Well, that's fine, Rick, but what does this have to do with what Stroustrup said? Stroustrup is saying that compiler writers are free to choose either of these interpretations that I've given above. In fact, compiler writers are free to choose one interpretation at one line of code, and another interpretation in a different instance of the same line of code. While this sometimes happens, compiler writers tend to choose one interpretation and stick to it.

And that's where the real problem lies. Remember, this is a contrived example. Given this kind of contrived coding example, most programmers worth half their paychecks can spot the problem a mile away. But, real-world software models real-world problems. And, real-world problems are complex. So, in the real world, someone writes Bar() without the line of code that modifies _val. Some time later, someone else adds Foo() which uses the computation done in Bar(). A little time after that, someone changes Bar() so that it now modifies _val.

All of these changes get checked into the code base, built into the product, and tested. They might even get tested over and over again. We might even ship several versions of the product, without ever running into any problem that any user will see. And, so long as the compiler we're using takes the "correct" interpretation, there won't be any problem in the code that we actually ship.

Then someone comes along and forces us to start using a new compiler, like when Apple announced the move to Intel processors. Should the new compiler interpret these expressions differently than the way the old compiler interprets these expressions, then we'll have a few subtle bugs in our code.

Now, I've read articles where people describe this programming style as "Microsoft's patchwork programming style," or some such similar--as if the word "patchwork" accurately describes incremental development with modular programming and as if Microsoft is the only entity in existence that uses these programming techniques. Actually, everyone does it this way, and any group engaged in trying to write programs to solve complex problems will end up with some code like this in their products. It's inevitable. I'm quite certain that Adobe has encountered a handful of these kinds of issues in their code, and I'll bet that Apple had to deal with a few of them as well.

Worse yet, in all of the compiler errors and warnings that Erik Schwiebert mentioned in the post that prompted me to offer this little programming example, not one of them involved problems of this type. Those of you who have XCode installed on your machines, copy and paste the code from my example into a test file, and compile it using GCC with every warning you can think of turned on. You'll get nary a peep out of GCC.

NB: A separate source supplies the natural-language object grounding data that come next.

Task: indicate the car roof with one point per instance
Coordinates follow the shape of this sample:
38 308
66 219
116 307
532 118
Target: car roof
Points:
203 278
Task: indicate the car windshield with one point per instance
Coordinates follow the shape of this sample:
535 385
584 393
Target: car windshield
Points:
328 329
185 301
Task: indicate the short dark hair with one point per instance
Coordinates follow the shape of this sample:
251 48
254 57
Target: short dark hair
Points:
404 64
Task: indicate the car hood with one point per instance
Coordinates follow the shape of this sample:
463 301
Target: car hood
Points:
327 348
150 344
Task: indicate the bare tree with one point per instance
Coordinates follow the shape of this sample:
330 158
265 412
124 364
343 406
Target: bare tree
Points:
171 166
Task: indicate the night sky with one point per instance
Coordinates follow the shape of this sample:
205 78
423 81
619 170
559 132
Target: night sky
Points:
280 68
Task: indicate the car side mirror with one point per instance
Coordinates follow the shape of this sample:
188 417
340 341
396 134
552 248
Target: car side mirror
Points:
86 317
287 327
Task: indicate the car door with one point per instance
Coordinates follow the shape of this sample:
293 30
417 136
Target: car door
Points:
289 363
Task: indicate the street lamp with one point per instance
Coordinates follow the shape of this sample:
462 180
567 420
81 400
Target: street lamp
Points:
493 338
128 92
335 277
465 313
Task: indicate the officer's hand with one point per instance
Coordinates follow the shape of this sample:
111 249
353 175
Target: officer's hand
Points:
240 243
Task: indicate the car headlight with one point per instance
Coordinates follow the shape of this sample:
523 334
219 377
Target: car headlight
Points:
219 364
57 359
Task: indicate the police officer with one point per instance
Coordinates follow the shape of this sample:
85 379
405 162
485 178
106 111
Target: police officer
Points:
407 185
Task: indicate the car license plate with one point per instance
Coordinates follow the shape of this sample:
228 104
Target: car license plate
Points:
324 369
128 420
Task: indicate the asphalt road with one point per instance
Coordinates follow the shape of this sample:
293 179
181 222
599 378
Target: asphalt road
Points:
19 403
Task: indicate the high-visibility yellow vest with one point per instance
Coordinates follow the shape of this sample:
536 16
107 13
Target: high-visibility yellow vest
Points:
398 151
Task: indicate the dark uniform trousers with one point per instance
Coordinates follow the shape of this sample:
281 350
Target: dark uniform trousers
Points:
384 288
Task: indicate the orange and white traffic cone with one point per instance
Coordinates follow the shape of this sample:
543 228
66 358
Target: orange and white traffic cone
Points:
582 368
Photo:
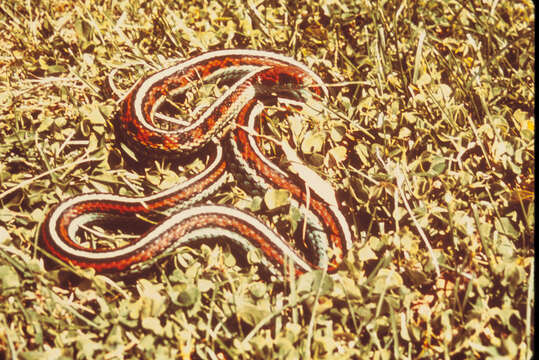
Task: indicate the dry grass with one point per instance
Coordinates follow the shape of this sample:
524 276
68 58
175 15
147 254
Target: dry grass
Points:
437 119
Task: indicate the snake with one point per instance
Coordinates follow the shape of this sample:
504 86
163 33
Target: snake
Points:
226 132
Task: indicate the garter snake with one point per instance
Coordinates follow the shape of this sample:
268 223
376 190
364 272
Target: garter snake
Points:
253 78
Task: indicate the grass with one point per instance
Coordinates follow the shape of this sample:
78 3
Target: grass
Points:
432 152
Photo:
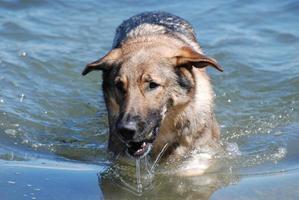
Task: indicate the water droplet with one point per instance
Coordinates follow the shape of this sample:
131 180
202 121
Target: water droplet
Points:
11 132
24 54
22 97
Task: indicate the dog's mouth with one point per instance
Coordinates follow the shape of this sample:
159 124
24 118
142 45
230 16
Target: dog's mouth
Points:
141 148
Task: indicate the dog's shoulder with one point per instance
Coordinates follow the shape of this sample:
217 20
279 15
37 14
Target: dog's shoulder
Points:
149 23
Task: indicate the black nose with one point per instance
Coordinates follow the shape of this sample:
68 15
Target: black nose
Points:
127 129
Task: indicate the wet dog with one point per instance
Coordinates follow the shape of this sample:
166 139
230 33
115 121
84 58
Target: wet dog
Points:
156 88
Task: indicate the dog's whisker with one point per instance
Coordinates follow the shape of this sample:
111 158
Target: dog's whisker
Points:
138 176
159 157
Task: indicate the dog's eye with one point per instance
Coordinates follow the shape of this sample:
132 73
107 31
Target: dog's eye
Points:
120 86
153 85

We know that many people are anxiously awaiting universal binaries for Office and Adobe's products. Please, be patient. You really do want us to find all of these subtle issues before we ship these products to you, and that takes time--mostly testing time even when you have a lab like this one where you can run those tests.

Kudos to Doug for being the first to say where the problem lies, and kudos to Joshua Ochs for being the first to quote the correct section number from Stroustrup. And, Joshua's guess was almost correct. CodeWarrior uses the first interpretation above. GCC uses the second.

Update: Upon reflection, I thought it worth adding, for some of the more experienced programmers out there, some further details that indicate just how insidious this can be. Imagine some code that began its life as Java. Later, it got ported to C++. The key part of the body of Foo() is a tight loop that terminates when _val reaches 0, and Bar() is really invoked through a pointer to member function in an array of pointers to member functions indexed by _val. This is the kind of stuff that keeps me awake at night.